How do you explain Facebook ads for scams that claim price X but actually
hammer your payment cards with multiple X * 10 charges until it declines? A
friend got caught by that, we ended up doing a chargeback but Facebook didn't
get punished in any way despite their complicity in this fraud.

How do you explain tech support scam ads?

How do you explain "chumboxes" like Outbrain/Taboola as in here:
[https://www.theawl.com/2015/06/a-complete-taxonomy-of-
intern...](https://www.theawl.com/2015/06/a-complete-taxonomy-of-internet-
chum/) (the image URLs are broken, you need to manually get the image's URLs,
change the protocol to HTTPS and open the resulting link to see them).

Maybe some ad groups have internal regulations, but I as a user have no
control of which ad networks I'm exposed to. On the other hand, in the street,
_all_ businesses have to comply with local laws and given that I don't see
scam tech support banners or credit card scams advertised on storefronts I
guess the laws are working, and if they aren't, laws can be amended if there's
enough public support for it (some locations completely banned billboards for
example).

> Check the thread you're in.

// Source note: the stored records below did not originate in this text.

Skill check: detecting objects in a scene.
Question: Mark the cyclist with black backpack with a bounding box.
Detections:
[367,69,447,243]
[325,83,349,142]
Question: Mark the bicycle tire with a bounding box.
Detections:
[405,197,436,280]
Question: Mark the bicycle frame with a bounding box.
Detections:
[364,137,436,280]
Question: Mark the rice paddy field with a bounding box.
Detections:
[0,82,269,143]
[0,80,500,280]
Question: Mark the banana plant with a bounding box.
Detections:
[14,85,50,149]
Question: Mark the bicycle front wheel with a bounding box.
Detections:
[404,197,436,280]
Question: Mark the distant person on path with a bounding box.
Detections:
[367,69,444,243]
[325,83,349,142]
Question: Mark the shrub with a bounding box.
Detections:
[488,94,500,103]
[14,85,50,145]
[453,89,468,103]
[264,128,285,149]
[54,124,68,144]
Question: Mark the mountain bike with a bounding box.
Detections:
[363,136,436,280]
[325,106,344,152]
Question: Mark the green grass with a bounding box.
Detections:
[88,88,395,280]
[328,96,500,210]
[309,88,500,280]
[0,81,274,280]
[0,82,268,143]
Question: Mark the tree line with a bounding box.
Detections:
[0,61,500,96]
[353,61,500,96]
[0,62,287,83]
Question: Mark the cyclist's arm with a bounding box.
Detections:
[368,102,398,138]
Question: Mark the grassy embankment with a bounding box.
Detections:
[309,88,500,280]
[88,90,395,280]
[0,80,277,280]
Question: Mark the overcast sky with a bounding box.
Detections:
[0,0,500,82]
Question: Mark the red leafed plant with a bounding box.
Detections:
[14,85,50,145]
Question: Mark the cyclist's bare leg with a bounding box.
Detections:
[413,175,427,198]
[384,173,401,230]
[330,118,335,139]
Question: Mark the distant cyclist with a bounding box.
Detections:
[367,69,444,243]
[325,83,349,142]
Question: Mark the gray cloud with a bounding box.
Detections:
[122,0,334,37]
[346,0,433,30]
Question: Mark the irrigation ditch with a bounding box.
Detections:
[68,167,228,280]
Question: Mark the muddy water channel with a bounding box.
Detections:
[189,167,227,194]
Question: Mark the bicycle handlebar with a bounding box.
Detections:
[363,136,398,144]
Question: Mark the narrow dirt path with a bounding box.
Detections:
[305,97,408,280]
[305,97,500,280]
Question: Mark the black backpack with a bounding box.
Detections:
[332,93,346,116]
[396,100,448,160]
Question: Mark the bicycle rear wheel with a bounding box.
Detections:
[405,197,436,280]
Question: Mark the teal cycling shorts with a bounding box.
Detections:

It's about an ad network addressing this
> specific problem.

"Google will suspend the accounts of advertisers that do not provide proof of
identity, including W9 forms, passports and other personal identification and
business incorporation files"

Seems like a pretty low bar to clear with either forged documents (again,
someone already breaking the law with scam or spam ads isn't going to be
deterred by this), paying vulnerable people in a slum for scans of their
passports or just using a string of shell companies to muddy the trail.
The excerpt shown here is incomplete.